Typically a bus consists of several lines of electrically conductive material. The bus permits electrical signals representing data and control instructions to be readily transmitted between different components coupled to the bus. The order and speed of which the components interact with one another over the bus has a substantial impact on the performance of the computer system. For example, much of a computer systems functionality and utility is realized through the use of components referred as peripheral devices. Frequently the speed at which peripheral devices interact with the rest of the computer system is critical. For many peripheral devices, such as graphics adapters, full motion video adapters, small computer system interface (SCSI) host bust adapters, and the like, it is imperative that large block data transfers be accomplished expeditiously. For example, the speed at which a graphics adapter can communicate its responses is a major factor in the computer systems usefulness as an entertainment device. Hence the rate at which data can be transferred among various peripheral devices often determines whether the computer systems is suited for a particular purpose.
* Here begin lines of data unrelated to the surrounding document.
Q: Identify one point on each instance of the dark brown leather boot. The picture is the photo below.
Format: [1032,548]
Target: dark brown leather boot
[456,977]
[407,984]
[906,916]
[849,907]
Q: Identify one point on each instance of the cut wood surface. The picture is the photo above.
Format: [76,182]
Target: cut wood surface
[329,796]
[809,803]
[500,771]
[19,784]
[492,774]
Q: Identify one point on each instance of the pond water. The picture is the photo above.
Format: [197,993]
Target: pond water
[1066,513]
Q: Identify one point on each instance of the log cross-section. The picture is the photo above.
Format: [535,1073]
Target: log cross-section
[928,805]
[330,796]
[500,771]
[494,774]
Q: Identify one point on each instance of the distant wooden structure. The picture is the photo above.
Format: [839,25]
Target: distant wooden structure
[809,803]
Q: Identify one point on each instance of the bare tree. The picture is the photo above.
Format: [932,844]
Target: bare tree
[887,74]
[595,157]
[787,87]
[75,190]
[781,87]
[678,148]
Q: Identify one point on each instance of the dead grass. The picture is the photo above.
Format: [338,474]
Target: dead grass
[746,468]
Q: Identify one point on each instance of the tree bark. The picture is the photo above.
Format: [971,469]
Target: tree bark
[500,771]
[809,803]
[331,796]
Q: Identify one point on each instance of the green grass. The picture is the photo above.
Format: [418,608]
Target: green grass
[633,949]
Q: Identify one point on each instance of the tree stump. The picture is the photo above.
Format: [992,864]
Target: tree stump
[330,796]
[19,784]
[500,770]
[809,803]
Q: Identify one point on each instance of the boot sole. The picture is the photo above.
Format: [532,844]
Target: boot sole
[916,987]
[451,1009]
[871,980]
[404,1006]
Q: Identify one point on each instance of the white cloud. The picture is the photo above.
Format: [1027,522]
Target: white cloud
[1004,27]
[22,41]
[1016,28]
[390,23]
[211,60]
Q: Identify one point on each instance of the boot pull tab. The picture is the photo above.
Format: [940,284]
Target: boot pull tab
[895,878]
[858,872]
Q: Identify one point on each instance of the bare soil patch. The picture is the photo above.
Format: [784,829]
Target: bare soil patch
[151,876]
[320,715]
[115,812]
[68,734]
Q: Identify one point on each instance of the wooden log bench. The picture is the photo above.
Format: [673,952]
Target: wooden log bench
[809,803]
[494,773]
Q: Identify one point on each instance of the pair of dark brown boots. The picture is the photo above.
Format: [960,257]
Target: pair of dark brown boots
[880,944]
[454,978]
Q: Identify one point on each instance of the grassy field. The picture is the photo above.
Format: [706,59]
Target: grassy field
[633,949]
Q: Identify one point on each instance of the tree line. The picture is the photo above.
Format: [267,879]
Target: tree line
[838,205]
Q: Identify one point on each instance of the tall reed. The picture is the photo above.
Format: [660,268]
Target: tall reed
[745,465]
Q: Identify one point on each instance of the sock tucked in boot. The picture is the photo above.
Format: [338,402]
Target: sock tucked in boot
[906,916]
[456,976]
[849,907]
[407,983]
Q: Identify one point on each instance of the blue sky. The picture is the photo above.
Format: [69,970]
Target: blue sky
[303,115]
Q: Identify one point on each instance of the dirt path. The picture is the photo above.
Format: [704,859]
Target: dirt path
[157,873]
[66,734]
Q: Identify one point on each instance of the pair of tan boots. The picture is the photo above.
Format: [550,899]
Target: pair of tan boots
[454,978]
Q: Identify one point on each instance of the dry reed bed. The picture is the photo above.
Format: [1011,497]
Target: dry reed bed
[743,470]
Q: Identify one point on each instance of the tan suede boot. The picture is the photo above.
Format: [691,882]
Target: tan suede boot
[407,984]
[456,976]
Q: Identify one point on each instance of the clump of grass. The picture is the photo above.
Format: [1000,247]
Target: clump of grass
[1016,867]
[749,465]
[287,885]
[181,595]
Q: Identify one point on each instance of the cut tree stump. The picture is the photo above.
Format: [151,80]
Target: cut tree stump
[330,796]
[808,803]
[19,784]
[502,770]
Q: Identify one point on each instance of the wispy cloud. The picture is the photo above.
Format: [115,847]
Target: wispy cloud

In order to maximize the benefits of electronic systems such as computers, the electronics industry has engaged in activities to develop several types a progressively faster bus architectures. Recently, the PCI bus architecture was developed to provide a high-speed, low latency bus architecture from which a larger variety of computer systems could be developed. As the number of applications which computers are used increases so does the demand for even greater bus performance capabilities. The bandwidth of a bus has a significant impact on its performance capabilities. Bandwidth is the amount of information communicated over the bus in a particular amount time. One way of increasing bandwidth is to change the configuration of the bus and components coupled to the bus. For example, increasing the number of bus lines that carry communication signals increases the bandwidth and thus over time the width or number of lines in a typical bus has increased.
These changes in bus and component configurations do not typically occur instantaneously for all components of a system and most systems are implemented with a degree of "backward" compatibility. In particular, changes in the configuration of devices coupled to a bus often lag behind configuration changes in the bus itself. For example, when PCI 2.1 specification standards were implemented to a take advantage of a wider 64-bit bus architecture many systems still relied upon 32 bit peripheral components resulting in a mixture of 64-bit and 32-bit masters (initiators) and slaves (targets) coupled to the same bus. Therefore, PCI 2.1 specification requires that 64 bit bus architectures maintain backward compatibility for 32-bit devices. This forces a 64-bit initiator to resolve the target configuration type (e.g., 32-bit or 64-bit) and frame#/irdy# signal resolution (in single transfers) before the 64-bit initiator proceeds with a data transfer. Apart from resolving the target type in a 64-bit environment, framing resolution is required whenever the initiator requests single 64-bit transfers. Framing resolution can take one clock to complete (e.g., when there is a 64-bit target) or multiple clocks to complete (e.g., when there is a 32-bit target).
In a typical multi configuration environment there is a target configuration recognition protocol that a master component engages in to determine the configuration of a slave component. For example in a 64-bit PCI environment the initiator accesses the bus searching for potential 64-bit targets and engages in a target configuration recognition protocol. Configuration determination handshaking occurs at the beginning of a transaction before a data transfer begins and therefore often delays communication of useful information between an initiator and a target. These configuration-determination delays increase the latency of communications on the bus and hence reduces the throughput. There is an initial configuration-determination latency in which clock cycles are expended determining what type of transfers are possible (e.g., whether a 32 bit or 64 bit transfer is possible). These clock cycles determining what type of transfers are possible are not available for primary data transfer activity (and are essentially wasted). In PCI bus architectures in which the configuration determination handshaking begins in a 64 bit configuration the power consumption is also increased due to switching of information from the upper 64 bit data lines to the lower 32 bit data lines for communications that involve 32-bit targets.
What is required is a system and method that minimizes communication delays due to configuration determination protocols in bus architectures that include a variety of initiator and target configurations. The number of overall clock cycles required to achieve primary data throughput should be decreased by providing an efficient and effective reduction of clock cycles expended on handshaking required to determine the configuration of a target. The system and method should reduce power consumption associated with switching of information from upper 64 bit PCI data lines to lower 32 bit PCI data lines for communications that involve 32-bit targets.